On the commodity front, gold was up slightly this week to finish at $1,619.70/oz, oil was up nearly $2 to finish at $93.25/barrel, and corn reached an all-time high of $8.2957/bushel.
Maybe we shall have two relatively quiet weeks in a row…….

Saturday, August 4, 2012

This Week in Corporate Finance (08/03/12)

 After getting through last week’s topsy-turvy ride, who would have thought we would experience a déjà vu moment all over again, complete with marginally good (at-best) news causing the equity markets to soar and the fixed-income markets to swoon at week’s end. This week started out with hope that the Fed and/or the ECB would provide some clarity as to what they might be planning to do, or at least thinking about what they were planning on doing in regard to the current economic challenges we’re facing, both here in the US as well as in Europe. Unfortunately for the market, no news was forthcoming and treading water became the strategy for most of the week with equities and commodities off, while fixed-income saw some strength.

On Friday, the Employment report was released, and while it came in stronger than consensus (+163k v. +100k) and stronger than the previous month (+163k v. +64k), by historical standards it was a rather benign report. The market interpreted the data in quite a different way, and saw it as a green light to put risk back on. As a result, equities and commodities rose while bonds fell.

After spending most of the week in the black, US Treasuries gave up all of their gains for the week and finished basically unchanged on the week. The 2-year note was unchanged at 24bps (after being as low as 21bps); the 5-year note was up 1bp to 66bps (after being as low as 58bps); the 10-year note was up 1bp to 1.56% (after being as low as 1.46%); and the 30-year bond was up 1bp to 2.64% (after being as low as 2.54%).

It was a similar story in Europe, as the German 10-year Bund finished the week +2bps at 1.42%, while the 2-year Bund closed basically unchanged at -2bps (after falling to a new all-time low yield of -9.7bps). The French 10-year Oat still finished the week down -11bps to 2.11% (after falling to a new all-time low yield of 2.002%).
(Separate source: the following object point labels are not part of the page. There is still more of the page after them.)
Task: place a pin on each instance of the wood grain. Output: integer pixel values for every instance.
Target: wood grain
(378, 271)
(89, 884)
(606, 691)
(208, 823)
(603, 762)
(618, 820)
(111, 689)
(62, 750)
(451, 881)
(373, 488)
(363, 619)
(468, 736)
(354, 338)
The US equity markets responded quite positively to the Employment Report. On Friday, the Dow crossed back through the 13K mark, to finish at 13,096.17, the NASDAQ is knocking on the door of 3K, settling the week at 2,967.90 and the S&P 500 is creeping up on 1,400, closing the week at 1,390.99.

European stock markets were up substantially after the job numbers. The FTSE was up over two percent to 5,787.28, the DAX was up almost four percent to 6,865.66 and the CAC was up over four percent to 3,374.19.

Gold is now back over $1,600/oz to finish the week at $1,606.00 and oil gained almost five percent to settle at $91.40/barrel.

This was another week where we saw corporate treasurers taking advantage of historically low yields and bringing deals to market. Texas Instruments raised $1.5 billion in its two-tranche transaction comprised of $750 million each of 3-year and 7-year notes. Both securities carry record low yields for corporate bonds with those tenors. The three-note note has a coupon of 45bps and the seven-year note has coupon of 1.65%. Unilever also came to market this week, raising $1 billion in its own two-part deal consisting of $450 million of a three-year note and $550 million of a five-year note. The 3-year note has a same record low coupon that TI received at 45bps.

The market will continue to look for direction as we float along in this slow-growth recovery.